UK alternative rock band Stuntman Mike has brewed a potent rising reputation for their vibrant sound since forming around three years ago, a certain trigger coming with the release of debut song Triangles. Following on from the keen promise of the single Blackout Revolvers released at the tail of last year, the trio from Glasgow now unleash their debut album, also called Triangles, to make a strong and enjoyable statement about a band finding their creative and enterprising feet. The release offers a collection of accomplished and passionate songs which leaves an eager appetite for their persuasion in place. The album it is fair to say is not one stretching the boundaries of uniqueness for the genre but certainly adds a fresh and heart bred spice.
Taking inspiration from the likes of Queens of the Stone Age, Black Sabbath, Kasabian, The Police, and Queen into their ideas and organic sound, the trio of vocalist Scott Hetherington, guitarist Billy Mulholland, and drummer/backing vocalist Affy Ahmad have earned an impressive reputation live which has included shows alongside the likes of Kassidy, The Dykeenies, The Damned Things, Gun, Barry Hyde (The Futureheads) and the Virgin Marys. Their previous self-released singles have also garnered great support and acclaim with the song Secret Forces winning Rock Recording of the Year at the Scottish New Music Awards. Continuing to be passionately DIY, the band is primed to brand a deeper mark with the album, an evocatively fuelled release recorded with famed Scottish producer Stuart McRedie (The Fratellis, Pete Doherty, The Dykeenies, Codeine Velvet Club).
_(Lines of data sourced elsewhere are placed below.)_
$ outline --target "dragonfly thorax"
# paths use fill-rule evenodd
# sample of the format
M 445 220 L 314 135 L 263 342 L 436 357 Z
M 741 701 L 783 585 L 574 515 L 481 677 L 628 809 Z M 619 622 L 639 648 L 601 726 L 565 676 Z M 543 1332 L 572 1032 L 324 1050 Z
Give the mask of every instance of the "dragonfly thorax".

Coming in new to the band, it has to be said their name is not the most inviting for some reason but that is soon forgotten as the album’s opening track Buffalo confidently strolls up to the ear. Crisp beats and fiery melodic guitar teases immediately draw in attention whilst the brewing intensity and excellent vocals add further potent persuasion. It is not long before a Manic Street Preachers feel emerges from within the song, a flavour which with the band’s own invention makes for a sizzling and impressive invitation. Hooks continue to scythe a deep lure in the imagination whilst sonic hues stand side by side with the delivery of Hetherington to incur greater temptation upon the passions. New ground is not being laid with the song but satisfaction is undoubtedly thick in its presence.
The following Great Exploitations with its fizzing electronic spices and vocal harmonics finds a Muse tint to its magnetic temptation. The stomping core of the song leads the emotions on a heady venture beneath the continually shifting and exploring melodic weave and anthemic breath to forge an encounter which like its predecessor just lifts and ignites the appetite and passions. It continues the impressive start which is not quite matched by next up Modern Glory and Promise, both songs lacking the spark which marked the first pair. Neither lack craft and imagination though, the first having a Mind Museum like emotive energy to its narrative and the second an infectious if not quite tightly griping call to its encroaching cloud of sonic intensity and provocative adventure. Taken alone the tracks leave a lingering impression but on the album pale against the surrounding opening twosome and next up We Say Fire. This song is a sinew sculpted confrontation with a feisty swagger to match. Not neglecting the melodic flames and skill the band already unveils on the album, the track is a storm of rapaciousness and restraint, the extremes brought in a seamless and compelling alignment.
Through the likes of Cartel with its broody guitar and bass probing and the tantalising Roses and Razors, the band continue to hold thoughts and attention in their direction but into its second half the album loses that fire which earlier songs seduced with. Again though these and tracks like Ashes and Champagne Wolves are never less than pleasing and enjoyable in their company, just not lingering once departed.
Closing with the enterprising romp of Kingdom to provide a strong finish to its enjoyable presentation, Triangles marks out Stuntman Mike as a band to keep an eye on. The album does not reach the peaks found by some of its tracks consistently enough across its length to fire up the passions intensely but with all songs soaked in promise and adventure it makes a healthy base for the band to spring from.